A study in Ireland and summarized by The Irish Times was commissioned as statin consumption represent a large portion of public payer drug spend. They showcased Paula Byrne, Galway NUI who studied statin use. She told The Irish Times, essentially that it is questionable if statins make a difference to those with no history of a cardiovascular event.  She is skeptical of statins’ use for preventative measures—a “contested area in statin use.” She notes that for those with moderate to low risk levels (and low cholesterol measures) the usage of statins may not be an optimal treatment standard.

TrialSite News covered the recent University of Nottingham statin research results evidencing that 51% of the time statins fail to achieve results. The study showcases the need to move to more personalized approaches to lipid management for patients.
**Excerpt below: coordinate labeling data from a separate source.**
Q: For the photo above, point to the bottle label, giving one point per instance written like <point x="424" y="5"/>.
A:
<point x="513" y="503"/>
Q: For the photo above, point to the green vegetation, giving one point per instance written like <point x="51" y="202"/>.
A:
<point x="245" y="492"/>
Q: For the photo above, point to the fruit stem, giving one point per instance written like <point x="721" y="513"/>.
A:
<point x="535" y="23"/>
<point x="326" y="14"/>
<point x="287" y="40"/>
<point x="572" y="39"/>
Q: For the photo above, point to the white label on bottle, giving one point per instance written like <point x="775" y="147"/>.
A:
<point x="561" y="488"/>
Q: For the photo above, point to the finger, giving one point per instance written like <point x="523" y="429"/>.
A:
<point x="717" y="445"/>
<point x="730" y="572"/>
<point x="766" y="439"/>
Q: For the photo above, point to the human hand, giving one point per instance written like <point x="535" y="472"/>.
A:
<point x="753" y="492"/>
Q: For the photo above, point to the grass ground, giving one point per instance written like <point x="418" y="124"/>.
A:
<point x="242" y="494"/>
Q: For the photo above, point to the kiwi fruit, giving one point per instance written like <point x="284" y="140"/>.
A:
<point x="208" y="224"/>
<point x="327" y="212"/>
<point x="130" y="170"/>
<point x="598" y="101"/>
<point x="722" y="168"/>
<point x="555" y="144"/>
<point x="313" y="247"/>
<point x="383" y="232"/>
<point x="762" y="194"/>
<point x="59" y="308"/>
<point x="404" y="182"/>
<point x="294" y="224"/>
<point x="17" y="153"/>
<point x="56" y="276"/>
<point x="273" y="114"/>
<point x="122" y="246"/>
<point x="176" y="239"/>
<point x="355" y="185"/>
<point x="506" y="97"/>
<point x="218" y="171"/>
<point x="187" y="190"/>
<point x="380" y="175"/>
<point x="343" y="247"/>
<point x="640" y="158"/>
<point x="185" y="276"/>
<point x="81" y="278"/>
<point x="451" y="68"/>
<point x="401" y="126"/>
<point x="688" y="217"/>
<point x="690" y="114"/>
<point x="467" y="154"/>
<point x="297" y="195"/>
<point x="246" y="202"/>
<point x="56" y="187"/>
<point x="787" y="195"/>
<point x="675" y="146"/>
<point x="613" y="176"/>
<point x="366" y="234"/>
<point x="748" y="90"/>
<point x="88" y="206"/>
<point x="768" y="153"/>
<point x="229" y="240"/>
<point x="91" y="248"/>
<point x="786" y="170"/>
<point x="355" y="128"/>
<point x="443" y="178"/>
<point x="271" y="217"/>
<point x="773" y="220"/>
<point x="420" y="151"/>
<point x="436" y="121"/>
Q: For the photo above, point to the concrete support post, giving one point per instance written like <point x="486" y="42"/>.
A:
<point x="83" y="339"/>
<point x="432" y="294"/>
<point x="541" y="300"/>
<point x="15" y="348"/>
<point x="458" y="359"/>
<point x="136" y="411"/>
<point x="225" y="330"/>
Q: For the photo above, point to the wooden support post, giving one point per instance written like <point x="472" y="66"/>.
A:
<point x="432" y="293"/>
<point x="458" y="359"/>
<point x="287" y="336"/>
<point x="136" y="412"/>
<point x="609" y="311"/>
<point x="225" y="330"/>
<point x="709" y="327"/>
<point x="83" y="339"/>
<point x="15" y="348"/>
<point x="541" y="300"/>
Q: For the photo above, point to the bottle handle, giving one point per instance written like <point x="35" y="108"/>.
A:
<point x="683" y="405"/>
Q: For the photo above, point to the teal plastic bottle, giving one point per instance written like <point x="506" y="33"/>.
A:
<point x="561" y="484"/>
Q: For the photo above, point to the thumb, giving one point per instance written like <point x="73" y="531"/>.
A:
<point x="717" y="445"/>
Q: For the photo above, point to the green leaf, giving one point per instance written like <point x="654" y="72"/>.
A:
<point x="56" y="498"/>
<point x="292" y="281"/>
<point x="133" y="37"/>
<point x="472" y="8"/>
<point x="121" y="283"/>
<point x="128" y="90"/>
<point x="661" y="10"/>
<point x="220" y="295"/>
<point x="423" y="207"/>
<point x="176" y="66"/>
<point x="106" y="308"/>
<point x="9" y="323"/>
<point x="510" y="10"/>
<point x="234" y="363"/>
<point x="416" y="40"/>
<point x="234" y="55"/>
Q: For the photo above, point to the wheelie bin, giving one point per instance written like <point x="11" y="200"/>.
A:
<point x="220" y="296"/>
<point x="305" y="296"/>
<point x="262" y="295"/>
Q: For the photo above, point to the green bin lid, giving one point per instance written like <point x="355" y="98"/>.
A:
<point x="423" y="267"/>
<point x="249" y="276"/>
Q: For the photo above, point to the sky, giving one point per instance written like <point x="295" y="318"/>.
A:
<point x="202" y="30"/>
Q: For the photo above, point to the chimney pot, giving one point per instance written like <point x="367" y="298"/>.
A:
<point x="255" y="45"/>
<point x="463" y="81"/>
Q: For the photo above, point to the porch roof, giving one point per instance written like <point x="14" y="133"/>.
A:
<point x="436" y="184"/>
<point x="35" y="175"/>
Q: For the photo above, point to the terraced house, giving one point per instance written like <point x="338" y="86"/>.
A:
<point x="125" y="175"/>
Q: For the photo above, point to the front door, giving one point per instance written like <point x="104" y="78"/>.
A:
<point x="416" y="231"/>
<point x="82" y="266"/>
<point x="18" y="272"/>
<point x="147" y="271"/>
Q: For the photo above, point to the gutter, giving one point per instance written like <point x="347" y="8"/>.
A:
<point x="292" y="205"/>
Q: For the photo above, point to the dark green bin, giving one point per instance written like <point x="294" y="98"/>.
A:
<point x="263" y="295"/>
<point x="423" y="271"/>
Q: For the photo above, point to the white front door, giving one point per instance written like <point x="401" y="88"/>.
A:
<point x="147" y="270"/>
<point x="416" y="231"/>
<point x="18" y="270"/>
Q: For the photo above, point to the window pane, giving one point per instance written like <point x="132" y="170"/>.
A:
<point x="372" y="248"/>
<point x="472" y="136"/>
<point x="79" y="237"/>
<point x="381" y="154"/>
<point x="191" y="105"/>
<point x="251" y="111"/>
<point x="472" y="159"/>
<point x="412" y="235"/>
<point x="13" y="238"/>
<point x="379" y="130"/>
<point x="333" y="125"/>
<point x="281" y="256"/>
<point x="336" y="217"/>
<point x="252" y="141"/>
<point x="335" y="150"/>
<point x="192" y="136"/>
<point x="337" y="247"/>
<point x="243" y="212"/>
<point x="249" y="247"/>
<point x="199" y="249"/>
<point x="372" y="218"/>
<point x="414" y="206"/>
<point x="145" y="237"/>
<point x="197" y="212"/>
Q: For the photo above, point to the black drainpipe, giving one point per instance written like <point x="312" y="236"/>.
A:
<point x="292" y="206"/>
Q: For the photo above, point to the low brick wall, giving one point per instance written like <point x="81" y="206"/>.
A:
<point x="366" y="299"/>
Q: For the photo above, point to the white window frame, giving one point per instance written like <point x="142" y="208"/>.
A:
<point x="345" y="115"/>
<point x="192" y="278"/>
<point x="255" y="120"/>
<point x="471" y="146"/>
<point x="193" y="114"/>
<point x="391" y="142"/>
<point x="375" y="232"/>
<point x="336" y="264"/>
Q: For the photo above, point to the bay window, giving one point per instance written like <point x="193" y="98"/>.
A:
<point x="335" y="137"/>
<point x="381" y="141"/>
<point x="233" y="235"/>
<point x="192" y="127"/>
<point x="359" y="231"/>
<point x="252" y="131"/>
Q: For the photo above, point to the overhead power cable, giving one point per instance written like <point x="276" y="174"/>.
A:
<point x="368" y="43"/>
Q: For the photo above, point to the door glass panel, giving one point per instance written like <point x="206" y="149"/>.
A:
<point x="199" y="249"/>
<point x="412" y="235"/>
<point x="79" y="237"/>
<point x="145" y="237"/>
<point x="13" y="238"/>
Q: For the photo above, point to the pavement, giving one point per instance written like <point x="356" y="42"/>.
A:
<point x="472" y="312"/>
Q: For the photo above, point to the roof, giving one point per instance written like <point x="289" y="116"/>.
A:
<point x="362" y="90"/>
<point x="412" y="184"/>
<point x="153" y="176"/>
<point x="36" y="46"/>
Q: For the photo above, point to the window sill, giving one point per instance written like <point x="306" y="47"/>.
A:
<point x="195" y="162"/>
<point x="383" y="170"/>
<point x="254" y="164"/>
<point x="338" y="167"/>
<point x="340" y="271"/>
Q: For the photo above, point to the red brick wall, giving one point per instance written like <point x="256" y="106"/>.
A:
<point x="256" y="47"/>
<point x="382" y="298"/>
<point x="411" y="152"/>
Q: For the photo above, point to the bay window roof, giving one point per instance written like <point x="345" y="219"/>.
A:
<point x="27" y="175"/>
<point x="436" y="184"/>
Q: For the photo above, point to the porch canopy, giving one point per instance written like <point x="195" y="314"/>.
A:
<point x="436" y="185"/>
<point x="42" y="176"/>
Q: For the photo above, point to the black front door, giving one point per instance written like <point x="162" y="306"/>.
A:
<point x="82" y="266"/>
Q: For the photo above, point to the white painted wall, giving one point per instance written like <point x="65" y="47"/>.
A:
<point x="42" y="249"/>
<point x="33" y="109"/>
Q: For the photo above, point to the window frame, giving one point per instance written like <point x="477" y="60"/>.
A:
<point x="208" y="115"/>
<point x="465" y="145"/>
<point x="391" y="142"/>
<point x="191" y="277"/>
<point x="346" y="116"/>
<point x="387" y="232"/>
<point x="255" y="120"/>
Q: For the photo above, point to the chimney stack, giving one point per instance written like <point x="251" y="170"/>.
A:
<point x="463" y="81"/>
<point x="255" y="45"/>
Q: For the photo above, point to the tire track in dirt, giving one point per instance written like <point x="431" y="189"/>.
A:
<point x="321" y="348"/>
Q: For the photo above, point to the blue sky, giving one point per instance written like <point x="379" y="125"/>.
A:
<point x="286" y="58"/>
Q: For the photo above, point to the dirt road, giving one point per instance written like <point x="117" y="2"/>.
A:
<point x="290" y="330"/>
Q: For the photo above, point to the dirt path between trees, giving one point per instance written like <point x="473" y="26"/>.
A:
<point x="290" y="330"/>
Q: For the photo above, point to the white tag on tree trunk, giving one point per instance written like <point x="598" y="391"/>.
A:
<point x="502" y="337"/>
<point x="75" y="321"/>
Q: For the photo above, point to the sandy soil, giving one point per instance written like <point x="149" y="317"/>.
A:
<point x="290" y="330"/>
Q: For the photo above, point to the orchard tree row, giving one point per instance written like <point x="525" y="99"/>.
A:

Others are fiercely anti-statin and take what appear to be a somewhat radical stance. For example the website of Kelly Brogan, MD declares a new study highlights “the chemical war against cholesterol using statin drugs was justified through statistical deception and cover up for over 300 adverse health effects documented in the biomedical literature.”

Wikipedia has summarized some statin side effects—certain studies have found there to be materially few side effects while others evidence more.  

For the TrialSite News viewer: take care of your health first and foremost. Eat lots of fruits and vegetables; cut back on red meat and sodium; get rid of the sodas; become more active; engage in regular exercise; work on your garden; and take a walk up the stairs rather than the elevator. Lose weight and get into fighting shape. If you are diagnosed with low cardiovascular risk then keep it up, and if you have moderate to high risk then keep it up and see your doctor. When you are diagnosed and given prescription options—do your homework. Our healthcare system represents a quasi-market. We are healthcare consumers, which means that we must become knowledgeable so that we can make the best possible choice for our bodies. Remember, no one else will take care of you, like you.